If you are doing passive solar design you can heat the mass, but you'll get better passive solar if you move the heat into low mass emitters and leave the floor ready to accept solar gain.

If we presume that most homes are NOT passive solar engineering exercises though, as is usually the case, in most homes the mass of the floor system is not integral to good performance. In fact it'sa hinderance more than a help to increase mass, unless the system is using very capable electronics in the hands of a knowledgeable designer. Speed of response can matter too... with warmboard, if you have the same very capable controls required to run a slab very well, you can use setback strategies if it makes sense for the shell you're living in, because the system is much more responsive.

Everything has its place. Low mass has significant benefits... high mass is great if you need heat storage out where the emitters are installed.

I am a little surprised at the cost of the full suspended concrete floor. ICFHybrid... I assume you're getting an extra good deal on that? If not, why are most homes not built with suspended slabs these days?

Posted By sailawayrb on 25 Mar 2013 10:10 AM
zone heat loss changes…which is typically very slowly as a result of outdoor temp changes. Once a high mass floor slab reaches the required surface temp, it tends to stay there

Need for rapid radiator temp changes occur when: 1) The sun pops out from behind the clouds and starts heating the room. 2) Return from vacation. 3) Grandma stops by and thinks 65F is 10F too cold. 4) Daily temperature cycles in some climates. 5) Any type of thermostat setback (think office building over the weekend). 6) Someone starts cooking in the kitchen.

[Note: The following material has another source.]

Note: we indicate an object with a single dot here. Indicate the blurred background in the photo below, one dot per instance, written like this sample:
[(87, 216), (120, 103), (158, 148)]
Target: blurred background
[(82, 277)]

High mass radiator = unresponsive radiator. I agree that in some cases (like the slab is going in anyway) it is the cheap option.

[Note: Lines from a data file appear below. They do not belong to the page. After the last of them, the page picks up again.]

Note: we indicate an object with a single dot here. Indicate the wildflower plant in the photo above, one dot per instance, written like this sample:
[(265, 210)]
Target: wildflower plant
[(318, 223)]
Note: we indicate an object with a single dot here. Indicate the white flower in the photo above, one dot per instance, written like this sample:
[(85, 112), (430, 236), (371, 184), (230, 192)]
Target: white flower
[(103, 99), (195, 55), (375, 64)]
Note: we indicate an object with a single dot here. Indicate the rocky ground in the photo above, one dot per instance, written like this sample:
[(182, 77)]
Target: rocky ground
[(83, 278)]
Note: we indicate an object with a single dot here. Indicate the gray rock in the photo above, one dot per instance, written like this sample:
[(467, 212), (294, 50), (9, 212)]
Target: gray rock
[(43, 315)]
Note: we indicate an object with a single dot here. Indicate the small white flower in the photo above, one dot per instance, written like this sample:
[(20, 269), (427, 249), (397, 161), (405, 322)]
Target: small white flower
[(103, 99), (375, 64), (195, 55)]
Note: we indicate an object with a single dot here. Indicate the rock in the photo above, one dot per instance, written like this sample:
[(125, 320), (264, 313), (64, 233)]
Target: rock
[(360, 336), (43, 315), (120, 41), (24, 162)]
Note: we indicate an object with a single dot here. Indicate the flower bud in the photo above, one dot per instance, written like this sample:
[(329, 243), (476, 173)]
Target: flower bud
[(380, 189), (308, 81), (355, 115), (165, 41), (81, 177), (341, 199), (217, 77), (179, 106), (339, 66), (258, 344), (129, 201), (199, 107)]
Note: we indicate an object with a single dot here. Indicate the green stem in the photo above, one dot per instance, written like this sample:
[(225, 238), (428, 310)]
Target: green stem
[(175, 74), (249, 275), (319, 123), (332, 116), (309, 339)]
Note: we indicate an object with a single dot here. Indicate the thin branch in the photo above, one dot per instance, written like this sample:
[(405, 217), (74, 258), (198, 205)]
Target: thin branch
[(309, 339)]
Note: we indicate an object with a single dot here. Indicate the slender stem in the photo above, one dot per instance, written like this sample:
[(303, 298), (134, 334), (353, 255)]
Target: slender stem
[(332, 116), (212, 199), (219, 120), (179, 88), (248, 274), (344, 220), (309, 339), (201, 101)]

Posted By sailawayrb on 25 Mar 2013 12:38 PM

I was going to say that the foam placement is not the issue...but thinking about it more now, that might be an advantage to vertical ICF too.  I will come back to this... 

My earlier comment was relative to how easy it would be to add PEX to a vertical ICF wall compared to horizontal ICF.  With a vertical ICF wall, one side of wall is fully open until you slide the vertical panels in just prior to the pour.  So I would think it would be much easier to install the PEX.As we all know Back to the foam...  The new TFSystems product has 5" of foam on the exterior side and only 3/4" foam on interior side (with a zero option in the works)...or so it is reported.  As we all know, this is better than having 2.5" of foam on both sides from a thermal mass objective.

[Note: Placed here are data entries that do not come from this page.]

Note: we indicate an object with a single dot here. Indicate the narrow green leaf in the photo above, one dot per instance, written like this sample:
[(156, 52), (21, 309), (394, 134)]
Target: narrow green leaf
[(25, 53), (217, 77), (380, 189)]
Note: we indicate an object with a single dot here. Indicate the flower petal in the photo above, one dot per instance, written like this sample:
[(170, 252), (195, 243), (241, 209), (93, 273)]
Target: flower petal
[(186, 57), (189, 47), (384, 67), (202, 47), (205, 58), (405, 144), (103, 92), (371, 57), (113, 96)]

I have yet to use vertical ICF first-hand, so my comments here are purely speculative and I would enjoy hearing other opinions, but let's not hijack this thread!

sailawayrb -I not at all sure I can agree "As we all know". It might be better to have naked mass in a cooling dominated climate but not necessarily in a heating dominated climate. By and large you are talking of stacking a thermal floor on its end and calling it a wall. Therefore you have all the issues that Rob goes on about in the next post. There may be an upside to doing this if you have an excess of "free" heat (solar, wood burner or maybe even if you need to cool one area of a building and need somewhere useful to store the removed heat. If you are paying for the heat, I doubt it often makes sense to pump it into vertical storage that releases heat so quickly. What ever the source, you still need to contended with this emitter pumping heat into the room as fast as you pump it into the emitter. While I know that a number of the experts on GBT might disagree, I believe it is the ability of the captive core of the ICF that allows it to perform much better than conventional theory would expect it to in a heating enviroment. Mass can only reach its specific heat capacity if it is insulated. A chunk of concrete outside will very soon take on the temperature of the air. The atmosphere has the ability to give it or take from it unlimited numbers of btu's. Inside a house, naked mass will take from or give back to the air the equivalent amount of btu's that each s.h. per degree dictates. And with a highly conductive mass as concrete it does it very quickly. When you capture the mass between layers of insulation, it response very different.



As for TF Systems I have some concerns but like you say, maybe start a new thread over in ICFs and we can get feed back from those that have used it.

Rob, by “active thermal mass” I mean a high mass floor assembly (or perhaps a low mass assembly…) that has been augmented so that in addition to being able to add heat when required (i.e., when called upon to act as a radiator), it can also REMOVE, store and distribute excess heat acquired from passive solar heating when required. In other words, it’s ability to buffer building temps is NOT limited by its mass and heat capacity.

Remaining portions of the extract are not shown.